Luis Landero. Foto: Justy García Koch
La aparición de una obra de Luis Landero (Alburquerque -Badajoz-, 1948) es una buena noticia, porque Landero figura entre la media docena de narradores actuales que aún seguirán encontrando lectores complacientes dentro de varias décadas, al contrario que la mayoría de sus coetáneos. El balcón en invierno ofrece, además, varias particularidades de interés. En primer lugar, se trata de una narración autobiográfica. El autor explica por qué ha renunciado a escribir en este caso una historia de ficción y ha preferido bucear en los entresijos de su memoria para sacar a flote sus años de infancia y adolescencia, la relación con su familia, los meandros de sus primeros trabajos -auxiliar administrativo, guitarrista…- y de su tardía y azarosa formación de lector. No es una autobiografía en el sentido estricto del término; ni recoge todos los años vividos ni los ordena cronológicamente, pero es una "deshilvanada y verdadera historia de recuerdos" (p. 234). Más rotundamente: "Esta vez no hay mentiras. Es un libro donde todo lo que se dice es verdad" (p. 212). Dicho de otro modo: no se cuenta todo -y menos aún de la edad adulta-, pero todo lo que se cuenta es cierto.No deja de ser paradójico que Landero, que comenzó su carrera con Juegos de la edad tardía creando un personaje -el oficinista Gregorio Olías- capaz de inventarse una vida fantástica, transmutado en Augusto Faroni, haya eliminado aquí todo atisbo de ficción al pasar de la novela al libro de recuerdos. Pero en ambos casos la intervención del narrador modula la historia, la matiza y selecciona sus componentes. Por otra parte, en todas las novelas del autor hay, debidamente transformados o desfigurados, elementos autobiográficos. Aquí varía la proporción -todo el contenido es autobiográfico, en resumidas cuentas-, pero existe manipulación narrativa en la elección de los hechos y su presentación -porque, como ya se ha dicho, no brotan en sucesión cronológica, sino con la temporalidad caprichosa de los recuerdos-, así como en la visión y la interpretación de los mismos. Leer la obra de un modo u otro depende de la atención o el interés que se ponga en las sustancias de contenido de la historia.
Porque lo que se presenta como un relato de formación -y lo es, sin duda, porque no elude ninguno de los datos esenciales- contiene también una buena galería de retratos: además de los padres, la abuela Frasca, los tíos Ignacio y Santa, el abuelo Luis y sus infinitas habilidades, el atractivo e inconstante primo Paco, el artesano Hilario… Y, por encima de todo esto, constituye la recreación, tamizada por los recuerdos y la lejanía, de un mundo rural, fuertemente singularizado por sus paisajes, lugares y olores, condenado a la uniformidad y a la desaparición.

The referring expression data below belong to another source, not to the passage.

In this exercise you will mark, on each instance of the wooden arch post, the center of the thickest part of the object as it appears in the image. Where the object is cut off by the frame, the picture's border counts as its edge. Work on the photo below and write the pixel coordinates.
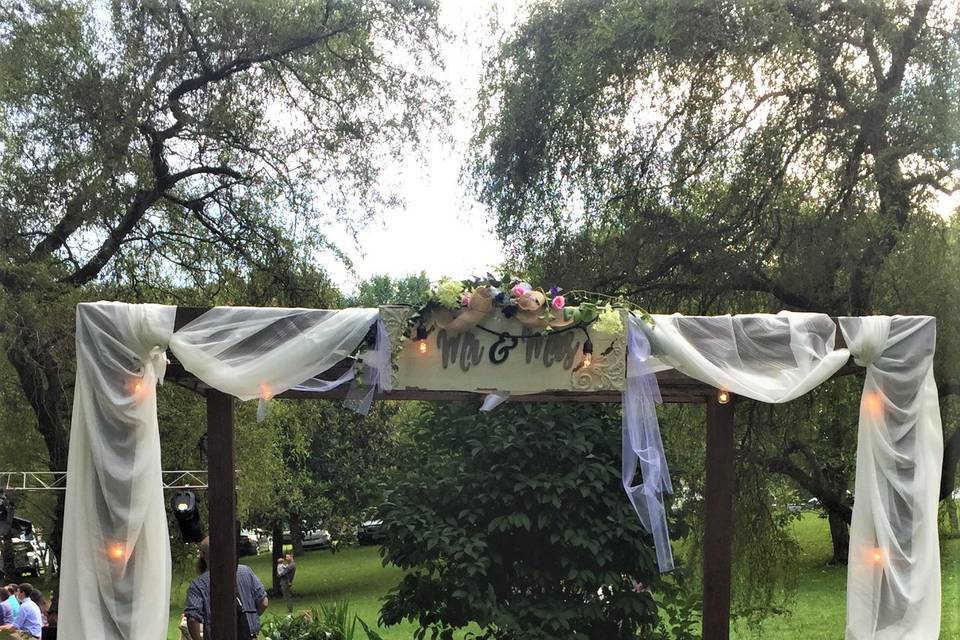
(223, 517)
(718, 520)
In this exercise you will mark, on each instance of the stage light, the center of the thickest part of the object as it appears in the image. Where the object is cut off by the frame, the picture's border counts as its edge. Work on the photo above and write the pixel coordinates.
(6, 515)
(185, 510)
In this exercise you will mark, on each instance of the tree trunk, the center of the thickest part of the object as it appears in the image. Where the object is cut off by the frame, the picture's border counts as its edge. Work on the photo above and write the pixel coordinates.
(840, 537)
(296, 534)
(276, 552)
(951, 506)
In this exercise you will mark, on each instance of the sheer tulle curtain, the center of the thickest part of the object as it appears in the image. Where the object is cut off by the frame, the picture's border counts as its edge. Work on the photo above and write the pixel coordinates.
(771, 358)
(115, 560)
(115, 578)
(893, 576)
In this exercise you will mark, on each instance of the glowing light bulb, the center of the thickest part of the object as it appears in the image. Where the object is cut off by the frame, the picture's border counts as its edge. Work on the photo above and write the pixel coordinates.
(873, 404)
(116, 551)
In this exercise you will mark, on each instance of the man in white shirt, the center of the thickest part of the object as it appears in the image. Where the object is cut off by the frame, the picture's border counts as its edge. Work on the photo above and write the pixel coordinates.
(28, 622)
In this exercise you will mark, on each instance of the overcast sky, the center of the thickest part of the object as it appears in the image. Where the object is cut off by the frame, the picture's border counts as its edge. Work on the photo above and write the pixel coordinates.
(441, 229)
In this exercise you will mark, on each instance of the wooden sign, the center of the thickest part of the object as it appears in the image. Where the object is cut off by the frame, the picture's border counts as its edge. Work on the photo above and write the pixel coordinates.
(500, 354)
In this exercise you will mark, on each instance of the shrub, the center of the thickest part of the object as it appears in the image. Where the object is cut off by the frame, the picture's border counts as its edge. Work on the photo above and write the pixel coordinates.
(334, 622)
(516, 520)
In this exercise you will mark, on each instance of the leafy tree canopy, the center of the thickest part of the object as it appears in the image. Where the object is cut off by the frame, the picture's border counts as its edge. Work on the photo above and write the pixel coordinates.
(763, 153)
(148, 148)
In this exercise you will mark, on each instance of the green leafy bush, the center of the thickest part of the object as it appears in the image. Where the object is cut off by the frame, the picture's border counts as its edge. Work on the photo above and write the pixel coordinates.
(333, 622)
(516, 520)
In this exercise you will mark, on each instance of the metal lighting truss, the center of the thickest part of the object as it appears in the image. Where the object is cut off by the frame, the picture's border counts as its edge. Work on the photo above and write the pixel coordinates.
(57, 480)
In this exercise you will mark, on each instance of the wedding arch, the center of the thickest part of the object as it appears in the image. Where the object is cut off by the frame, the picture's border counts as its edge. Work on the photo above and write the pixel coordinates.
(115, 576)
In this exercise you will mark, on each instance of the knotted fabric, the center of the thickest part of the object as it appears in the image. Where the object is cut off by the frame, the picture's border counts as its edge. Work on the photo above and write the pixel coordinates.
(115, 578)
(893, 574)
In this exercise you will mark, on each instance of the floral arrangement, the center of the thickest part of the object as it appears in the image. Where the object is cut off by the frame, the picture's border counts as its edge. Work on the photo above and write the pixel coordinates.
(459, 305)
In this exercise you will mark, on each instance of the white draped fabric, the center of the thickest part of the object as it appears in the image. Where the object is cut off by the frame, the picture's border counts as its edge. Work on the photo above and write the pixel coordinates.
(115, 560)
(765, 357)
(115, 577)
(115, 565)
(642, 447)
(893, 576)
(893, 579)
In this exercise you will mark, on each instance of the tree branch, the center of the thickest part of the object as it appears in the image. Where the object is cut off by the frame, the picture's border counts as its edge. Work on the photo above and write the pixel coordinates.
(141, 203)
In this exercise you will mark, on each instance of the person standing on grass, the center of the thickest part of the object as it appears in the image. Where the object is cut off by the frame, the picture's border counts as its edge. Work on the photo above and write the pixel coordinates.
(251, 601)
(28, 623)
(286, 570)
(11, 595)
(6, 613)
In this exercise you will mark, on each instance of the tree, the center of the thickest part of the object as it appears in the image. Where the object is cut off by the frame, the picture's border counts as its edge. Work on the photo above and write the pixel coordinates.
(516, 520)
(176, 142)
(707, 157)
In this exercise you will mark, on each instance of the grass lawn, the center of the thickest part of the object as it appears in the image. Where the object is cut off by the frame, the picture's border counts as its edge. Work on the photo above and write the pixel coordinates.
(819, 611)
(356, 575)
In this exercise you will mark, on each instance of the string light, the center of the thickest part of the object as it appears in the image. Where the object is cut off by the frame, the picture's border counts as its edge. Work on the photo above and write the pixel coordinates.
(116, 551)
(873, 403)
(421, 338)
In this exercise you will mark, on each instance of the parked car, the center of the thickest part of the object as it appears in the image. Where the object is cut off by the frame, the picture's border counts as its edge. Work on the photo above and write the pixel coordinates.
(316, 539)
(371, 532)
(248, 544)
(27, 559)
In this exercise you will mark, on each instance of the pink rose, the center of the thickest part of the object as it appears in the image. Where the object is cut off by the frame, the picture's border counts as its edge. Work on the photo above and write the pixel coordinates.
(521, 288)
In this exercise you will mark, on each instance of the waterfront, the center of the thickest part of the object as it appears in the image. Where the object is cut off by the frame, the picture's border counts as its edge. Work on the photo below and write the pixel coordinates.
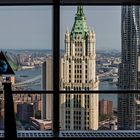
(31, 73)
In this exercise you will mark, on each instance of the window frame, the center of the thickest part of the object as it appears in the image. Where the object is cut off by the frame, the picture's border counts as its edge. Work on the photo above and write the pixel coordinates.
(56, 55)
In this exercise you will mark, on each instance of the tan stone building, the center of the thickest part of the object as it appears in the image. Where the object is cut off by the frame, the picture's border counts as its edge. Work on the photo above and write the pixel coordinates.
(78, 72)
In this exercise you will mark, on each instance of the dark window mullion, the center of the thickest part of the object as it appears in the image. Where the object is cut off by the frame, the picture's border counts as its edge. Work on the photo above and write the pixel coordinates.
(56, 49)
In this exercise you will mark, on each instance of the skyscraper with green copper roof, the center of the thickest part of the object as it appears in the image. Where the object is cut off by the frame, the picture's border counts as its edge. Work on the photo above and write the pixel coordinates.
(78, 72)
(80, 24)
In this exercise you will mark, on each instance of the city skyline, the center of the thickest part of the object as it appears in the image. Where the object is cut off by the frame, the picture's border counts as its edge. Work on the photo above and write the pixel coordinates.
(31, 27)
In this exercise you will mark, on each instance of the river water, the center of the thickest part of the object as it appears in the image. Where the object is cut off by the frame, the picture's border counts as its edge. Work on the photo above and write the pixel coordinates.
(28, 74)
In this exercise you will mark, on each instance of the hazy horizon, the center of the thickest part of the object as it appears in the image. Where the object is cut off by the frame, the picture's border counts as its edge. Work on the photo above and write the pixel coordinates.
(30, 27)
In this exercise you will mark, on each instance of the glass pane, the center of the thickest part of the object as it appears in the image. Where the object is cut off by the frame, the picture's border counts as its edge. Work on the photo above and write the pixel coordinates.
(30, 113)
(26, 41)
(1, 112)
(88, 112)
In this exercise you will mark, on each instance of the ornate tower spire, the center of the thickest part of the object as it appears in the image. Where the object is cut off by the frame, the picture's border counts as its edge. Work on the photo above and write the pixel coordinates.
(80, 25)
(80, 11)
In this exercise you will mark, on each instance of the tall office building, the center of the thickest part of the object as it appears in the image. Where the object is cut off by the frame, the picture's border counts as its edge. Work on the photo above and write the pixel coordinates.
(78, 72)
(129, 70)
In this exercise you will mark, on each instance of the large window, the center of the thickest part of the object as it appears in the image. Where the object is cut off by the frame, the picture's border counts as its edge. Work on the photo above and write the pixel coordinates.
(73, 72)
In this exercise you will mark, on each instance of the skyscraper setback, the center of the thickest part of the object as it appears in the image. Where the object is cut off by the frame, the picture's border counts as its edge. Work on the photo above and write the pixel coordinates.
(129, 70)
(78, 72)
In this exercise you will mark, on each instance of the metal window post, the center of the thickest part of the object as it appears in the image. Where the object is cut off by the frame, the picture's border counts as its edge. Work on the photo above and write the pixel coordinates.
(56, 52)
(9, 120)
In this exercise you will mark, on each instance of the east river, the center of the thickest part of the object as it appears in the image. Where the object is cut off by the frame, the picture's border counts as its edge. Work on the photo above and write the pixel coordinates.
(28, 74)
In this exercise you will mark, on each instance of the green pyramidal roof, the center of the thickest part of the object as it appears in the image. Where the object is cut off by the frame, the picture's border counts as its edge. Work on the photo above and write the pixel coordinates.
(80, 24)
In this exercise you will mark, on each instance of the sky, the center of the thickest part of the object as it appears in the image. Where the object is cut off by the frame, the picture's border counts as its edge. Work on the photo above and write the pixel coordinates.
(30, 27)
(26, 27)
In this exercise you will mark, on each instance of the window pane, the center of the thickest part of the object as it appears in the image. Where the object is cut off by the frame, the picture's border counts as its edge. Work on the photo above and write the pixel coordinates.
(30, 113)
(26, 41)
(1, 112)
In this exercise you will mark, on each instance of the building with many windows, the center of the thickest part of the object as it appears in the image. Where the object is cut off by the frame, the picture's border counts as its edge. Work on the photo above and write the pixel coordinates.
(78, 72)
(129, 70)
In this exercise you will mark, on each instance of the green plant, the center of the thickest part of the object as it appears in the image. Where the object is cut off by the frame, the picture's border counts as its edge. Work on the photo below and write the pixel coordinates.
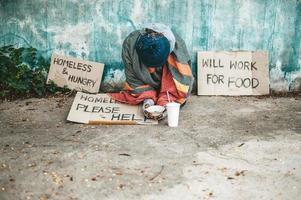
(23, 73)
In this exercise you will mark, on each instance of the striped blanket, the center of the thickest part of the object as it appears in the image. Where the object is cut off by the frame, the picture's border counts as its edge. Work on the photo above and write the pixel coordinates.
(144, 82)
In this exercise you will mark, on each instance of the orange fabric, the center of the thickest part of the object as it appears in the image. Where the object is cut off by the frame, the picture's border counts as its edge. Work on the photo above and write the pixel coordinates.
(182, 68)
(167, 84)
(151, 69)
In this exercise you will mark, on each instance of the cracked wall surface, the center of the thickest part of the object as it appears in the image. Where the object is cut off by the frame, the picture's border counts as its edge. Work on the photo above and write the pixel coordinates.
(94, 30)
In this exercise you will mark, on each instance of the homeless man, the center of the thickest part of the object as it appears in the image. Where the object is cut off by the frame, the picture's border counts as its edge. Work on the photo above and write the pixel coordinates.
(156, 61)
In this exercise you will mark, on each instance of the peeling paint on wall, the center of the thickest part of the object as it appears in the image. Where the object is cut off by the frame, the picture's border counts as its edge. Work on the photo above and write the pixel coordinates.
(94, 30)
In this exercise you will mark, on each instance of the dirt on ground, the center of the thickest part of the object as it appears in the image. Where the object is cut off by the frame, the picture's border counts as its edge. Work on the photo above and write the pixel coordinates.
(224, 148)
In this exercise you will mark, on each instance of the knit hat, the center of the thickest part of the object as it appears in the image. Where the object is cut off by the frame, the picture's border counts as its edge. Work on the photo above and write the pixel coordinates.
(153, 49)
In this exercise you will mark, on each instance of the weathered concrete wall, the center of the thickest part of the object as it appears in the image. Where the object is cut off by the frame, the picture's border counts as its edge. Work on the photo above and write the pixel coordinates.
(94, 30)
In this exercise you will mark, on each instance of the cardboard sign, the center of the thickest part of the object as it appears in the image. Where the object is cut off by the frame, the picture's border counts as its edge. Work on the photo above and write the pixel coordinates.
(102, 109)
(233, 73)
(74, 73)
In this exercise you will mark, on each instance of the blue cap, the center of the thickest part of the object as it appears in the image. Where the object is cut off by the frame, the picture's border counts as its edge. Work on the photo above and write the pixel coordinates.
(153, 50)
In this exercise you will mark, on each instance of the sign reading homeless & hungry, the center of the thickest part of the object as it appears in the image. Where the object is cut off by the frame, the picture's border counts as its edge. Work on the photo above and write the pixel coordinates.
(75, 73)
(233, 73)
(102, 109)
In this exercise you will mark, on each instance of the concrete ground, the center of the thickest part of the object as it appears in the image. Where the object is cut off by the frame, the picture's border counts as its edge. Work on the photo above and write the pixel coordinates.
(225, 148)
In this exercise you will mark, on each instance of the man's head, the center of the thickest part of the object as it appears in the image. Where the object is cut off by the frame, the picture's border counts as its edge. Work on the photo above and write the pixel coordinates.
(153, 49)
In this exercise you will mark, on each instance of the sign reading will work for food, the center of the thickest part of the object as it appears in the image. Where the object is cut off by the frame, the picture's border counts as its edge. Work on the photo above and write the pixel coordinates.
(233, 73)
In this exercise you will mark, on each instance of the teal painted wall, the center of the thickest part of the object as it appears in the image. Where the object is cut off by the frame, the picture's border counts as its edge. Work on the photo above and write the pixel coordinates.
(94, 30)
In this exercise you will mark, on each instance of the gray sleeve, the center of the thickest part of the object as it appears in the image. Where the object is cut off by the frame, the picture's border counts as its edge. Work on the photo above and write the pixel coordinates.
(127, 58)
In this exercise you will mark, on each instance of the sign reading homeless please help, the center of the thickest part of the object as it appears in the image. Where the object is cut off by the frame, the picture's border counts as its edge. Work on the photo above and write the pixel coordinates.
(102, 109)
(233, 73)
(75, 73)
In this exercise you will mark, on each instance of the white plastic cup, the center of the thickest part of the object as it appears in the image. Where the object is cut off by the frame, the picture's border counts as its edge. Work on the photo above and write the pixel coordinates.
(173, 110)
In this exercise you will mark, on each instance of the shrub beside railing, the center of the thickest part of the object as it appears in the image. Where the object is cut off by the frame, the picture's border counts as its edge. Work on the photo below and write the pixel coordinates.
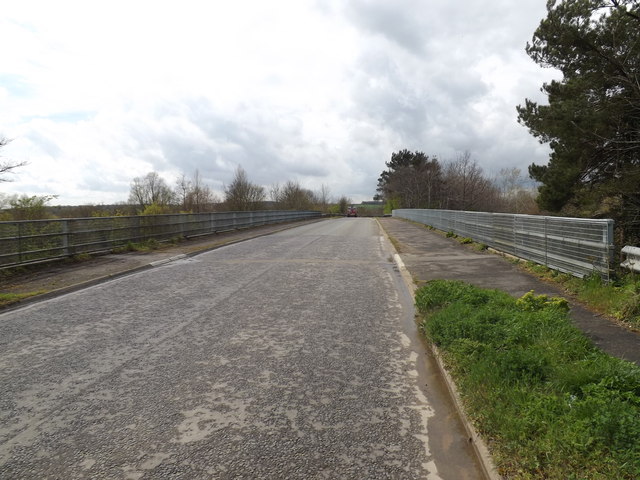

La evocación de los años pasados en Alburquerque, que son los de la infancia del autor, contrasta con los cambios que percibe cuando, convertido en adulto y escritor conocido, vuelve de visita a unos lugares que ya no son los mismos. Ni siquiera las viejas palabras de los lugareños, rememoradas con delectación -farraguas, peruétano, morgañera, perrengue, empicarse y otras- parecen ya familiares y habituales entre los más jóvenes, y "no tardarán en olvidarse por completo, como todas las cosas del mundo campesino de entonces. Todo, todo se perderá"(p. 229).
Estas reflexiones nostálgicas y casi elegíacas descubren súbitamente la razón de ser de la escritura en general y, en particular, de la función encomendada a El balcón en invierno: "Acaso estas páginas puedan servir para que lo vivido no se pierda del todo, y para que algún día los futuros descendientes de los hojalateros ambulantes puedan captar un destello, un eco, de las vidas anónimas de sus antecesores" (p. 244). La literatura -con ficción o sin ella- preserva el pasado, lo prolonga y lo fija, y es, en suma, el modo más seguro de luchar contra la destrucción.
Landero ha compuesto una obra excelente y, como era de esperar, excelentemente escrita. El recuerdo de las andanzas infantiles en el campo y el relato de los primeros tiempos en Madrid contienen páginas soberbias por la precisión y sencillez con que están contadas. El buen lector, un poco saciado de la prosa hinchada o trivial, sabrá apreciarlas con gozo.